February 11: Call to Worship
O LORD my God, thou art very great – Psalm 104:1
Here is worship in a nutshell. The greatness of God, leading us to talk to God, about how great God is.
But what leads this psalmist to worship in this way? Perhaps surprisingly, what leads the psalmist to worship is not a sudden flow of overwhelming emotion. Rather it is personal determination.
This verse actually begins with: "Bless the Lord, O my soul. O Lord my God, thou art very great…" The psalmist first recognizes the need to worship and determines to do so—“Bless the Lord, O my soul”—and it is from that personal determination that worship then comes: “O Lord my God, thou art very great...” And the psalmist goes on from there, throughout the rest of the psalm, to stir himself up to worship by thinking about how great God is.
In our feelings-driven culture, where we so quickly fall in love and fall out of love, it may sound strange to say worship comes when we discipline ourselves to worship. But the fact is that worship, and love, are commands in Scripture, are required of us no matter who we are (Matthew 4:10; Psalm 95:6).

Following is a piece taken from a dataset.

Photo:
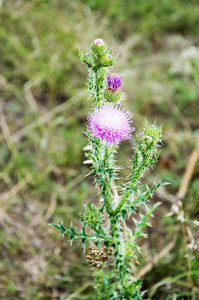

Here in Psalm 104, the psalmist begins with “Bless the Lord, O my soul.” Talking to himself, as it were, leads him to talk to God. The call to worship is from the psalmist, to himself. Like the psalmist, we ought to begin every prayer with a personal determination to worship God. “God is great—always, no matter how I am feeling at the moment—and so I will go to God regularly and worship him.”
We will not always feel like praying, or like worshiping. But because God is always great, it is always appropriate to say to yourself, “Bless the Lord, O my soul”, and then turn to the Lord in direct and personal prayer and say, “O Lord my God, you are very great.”